In mid-November and September, Giscard d’Estaing was admitted to the hospital.

He participated in the battles for the liberation of Paris during World War II, was a minister in the government of General Charles de Gaulle and a member of the French Academy.

V. Giscard d’Estaing was born in 1926. in the present German city of Koblenz.

1956 he was elected a member of the French National Assembly in 1959-62. he was Secretary of State for Finance in France, and from 1962 to 1966 – Minister of Economy and Finance. 1969 re-elected Minister of Finance and Economy, and in 1974 after the sudden death of President Georges, Pompidou was elected President in early elections.

He served as president from 1974 to 1981, when he lost the elections to Francois Mitterrand.

Giscard d’Estaing, 48, was elected president and became the youngest leader in the republic until the election of Emmanuel Macron in 2017.

As president, Giscard d’Estaing has carried out a series of radical reforms: legalizing abortion, liberalizing divorce, and lowering the minimum voting age to 18.

1989-1995 he was a member of the European Parliament (EP).

In 2003, Giscard d’Estaing received the Charlemagne Prize for his contribution to the constitution of the European Union (EU).

The Giscard d’Esteaing presidency marked a clear break with postwar French golista conservatism, dominated by Charles de Gaulle and his political successor, Georges Pompidou.

In France, Giscard d’Esteaing is remembered for radical reforms, which included legalizing abortion, liberalizing divorce, and lowering the minimum voting age to 18.

In Europe, he helped achieve monetary union by working closely with German Chancellor Helmut Schmidt, with whom he befriended and whose years of leadership almost coincided with his presidency.

Together, they established the European Monetary System (EMS), the precursor to the current single currency, the euro.

“For Valery Giscard d’Estaing, Europe had to be a French aspiration and France a modern state.
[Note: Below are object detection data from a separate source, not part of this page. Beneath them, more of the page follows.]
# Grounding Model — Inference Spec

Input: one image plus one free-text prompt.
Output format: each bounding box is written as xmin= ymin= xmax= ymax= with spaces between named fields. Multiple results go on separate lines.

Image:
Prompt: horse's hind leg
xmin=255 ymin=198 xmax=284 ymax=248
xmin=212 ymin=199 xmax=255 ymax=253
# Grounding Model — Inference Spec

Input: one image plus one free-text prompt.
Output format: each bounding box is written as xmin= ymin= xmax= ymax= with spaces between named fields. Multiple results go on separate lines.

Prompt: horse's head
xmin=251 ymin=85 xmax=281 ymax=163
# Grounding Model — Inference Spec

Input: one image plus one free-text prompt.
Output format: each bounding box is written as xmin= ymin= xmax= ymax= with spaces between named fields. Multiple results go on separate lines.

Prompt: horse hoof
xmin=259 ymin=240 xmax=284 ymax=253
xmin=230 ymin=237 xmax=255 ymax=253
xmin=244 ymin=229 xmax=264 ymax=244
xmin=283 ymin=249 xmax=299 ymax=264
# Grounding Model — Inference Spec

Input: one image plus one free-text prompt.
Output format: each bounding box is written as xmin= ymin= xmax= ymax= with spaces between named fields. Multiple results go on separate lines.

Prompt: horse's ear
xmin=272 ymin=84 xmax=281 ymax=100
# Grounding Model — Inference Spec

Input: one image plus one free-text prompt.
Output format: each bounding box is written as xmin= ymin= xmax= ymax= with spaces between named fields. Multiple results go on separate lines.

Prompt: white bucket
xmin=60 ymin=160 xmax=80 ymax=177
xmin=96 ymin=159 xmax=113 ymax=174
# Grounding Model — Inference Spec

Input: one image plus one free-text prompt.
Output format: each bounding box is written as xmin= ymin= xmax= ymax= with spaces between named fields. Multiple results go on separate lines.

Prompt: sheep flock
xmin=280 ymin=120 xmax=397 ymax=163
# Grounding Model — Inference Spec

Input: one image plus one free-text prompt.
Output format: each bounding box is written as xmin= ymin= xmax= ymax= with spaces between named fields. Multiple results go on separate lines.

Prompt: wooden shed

Respect,” said Michel Barnier, the European Union’s main Brexite negotiator.

Giscard d’Estaing has “succeeded in modernizing French political life,” said former French President Nicolas Sarkozy. He praised the late “great mind” used to manage “even the most difficult international problems.”

Like Schmidt, Giscard d’Esteaing firmly believed in strong ties to the United States.

After his death, France “lost a state figure who decided to open up to the world,” said Francois Hollande, a socialist who replaced Sarkozy as president. He praised the deceased as a “strongly European” man who helped strengthen the unity of France and Germany.

It was at the initiative of Giscard d’Esteaing that the leaders of the world’s richest countries held their first meeting in 1975. That event culminated in the annual G-7 summits.

Merkel expressed her condolences

German Chancellor Angela Merkel paid tribute to former French President Valery Giscard d’Estaing on Thursday, mourning the loss of a “German friend and a great European.”

“France has lost its head of state, Germany has lost a friend and we have all lost a great European,” the foreign minister said in a statement on Twitter.

“I remain grateful for the good conversations with him, the thoughts I have with his family,” said the chancellor.